Après seulement un an, environ six mille Italiens ont téléchargé le Règlement sur le site de Labsus, et des profils très hétérogènes de citoyens actifs poussent leurs administrations locales à suivre l’exemple de Bologne. Un instrument juridique tout simple et facilement adaptable aux contextes était nécessaire. Deux ans et demi plus tard, en automne 2016, les villes qui se sont équipées de ce règlement municipal sont plus de cent. Parmi elles on trouve des villes métropolitaines du nord comme Turin et du sud comme Bari, des villes de moyennes dimensions et des toutes petites villes éparpillées un peu partout dans le pays, ainsi que des regroupements de municipalités autour d’un bien commun tel que le lac de Bracciano près de Rome.

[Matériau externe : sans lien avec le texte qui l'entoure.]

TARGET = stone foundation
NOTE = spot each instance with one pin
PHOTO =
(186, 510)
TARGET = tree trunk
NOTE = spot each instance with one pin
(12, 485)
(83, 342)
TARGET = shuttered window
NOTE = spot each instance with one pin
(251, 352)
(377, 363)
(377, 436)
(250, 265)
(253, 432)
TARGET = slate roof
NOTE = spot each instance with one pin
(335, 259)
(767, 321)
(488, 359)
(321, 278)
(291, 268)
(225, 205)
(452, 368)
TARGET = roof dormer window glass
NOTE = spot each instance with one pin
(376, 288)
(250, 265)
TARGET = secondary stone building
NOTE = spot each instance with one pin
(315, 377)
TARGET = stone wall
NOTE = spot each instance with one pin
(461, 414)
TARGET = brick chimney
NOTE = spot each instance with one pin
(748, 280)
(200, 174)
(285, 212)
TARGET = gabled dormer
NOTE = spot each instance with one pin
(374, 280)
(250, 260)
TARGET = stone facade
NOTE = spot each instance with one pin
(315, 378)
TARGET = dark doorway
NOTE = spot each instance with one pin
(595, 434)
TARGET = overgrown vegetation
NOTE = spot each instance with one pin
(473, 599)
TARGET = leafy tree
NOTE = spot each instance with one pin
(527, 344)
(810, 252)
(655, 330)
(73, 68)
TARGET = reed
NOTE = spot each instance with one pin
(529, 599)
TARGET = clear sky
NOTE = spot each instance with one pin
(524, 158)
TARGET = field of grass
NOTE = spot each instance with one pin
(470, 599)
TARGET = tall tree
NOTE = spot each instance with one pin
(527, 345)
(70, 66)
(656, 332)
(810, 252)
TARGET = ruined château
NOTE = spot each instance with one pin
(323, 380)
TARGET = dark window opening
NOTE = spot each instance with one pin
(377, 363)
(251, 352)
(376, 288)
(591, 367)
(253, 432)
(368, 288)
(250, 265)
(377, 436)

Cette première centaine de villes pilotes à avoir accueilli le défi de pratiquer l’administration partagée ont différents niveaux de conscience de la profonde évolution culturelle qui a lieu non seulement en Italie, mais dans tout le monde occidental. Le changement profond se situe avant tout dans une nouvelle attitude collaborative pour faire face à la complexité des problèmes des villes et des territoires, à la pauvreté des ressources et aux effets de la crise. Les villes ont progressivement apporté quelques modifications à la première version du Règlement pour simplifier davantage le texte de base, mais deux articles sont toujours présents :

  • l’article 1, qui se focalise sur une présupposition révolutionnaire pour un système bipolaire (administrateurs actifs/administrés passifs) et compétitif comme celui dont nous sommes tous issus : « La collaboration entre les citoyens et l’administration s’exprime par l’adoption d’actes administratifs de nature égalitaire et non autoritaire, et réalise l’administration partagée » ;
     
  • l’article 4, qui donne une définition des citoyens actifs en précisant qu’il n’y a pas besoin « d’autres titres de légitimité pour prendre soin des biens communs de façon partagée parce que ces actions sont une manifestation concrète de la participation à la vie communautaire et un outil pour le plein épanouissement de la personne humaine ; en tant que tels ils sont ouverts à tous ».
     
  • Pactes de collaboration : des dispositifs qui travaillent à l’échelle locale
     
  • L’article 5 du règlement pour l’Administration partagée définit le Pacte de collaboration comme « l’instrument par lequel la mairie et les citoyens actifs conviennent de tout ce qui est nécessaire à la réalisation des interventions de soins, de rénovation et de gestion des biens communs d’une manière partagée ». Ailleurs le texte indique que les pactes peuvent être proposés par les administrateurs publics ainsi que par les citoyens, par des associations informelles ou formelles de citoyens. C’est un passage central, puisque le pacte aura toujours au moins deux sujets contractants dont – si l’on peut s’exprimer ainsi - un « père » public et une « mère » d’une autre nature, privée ou appartenant au troisième secteur.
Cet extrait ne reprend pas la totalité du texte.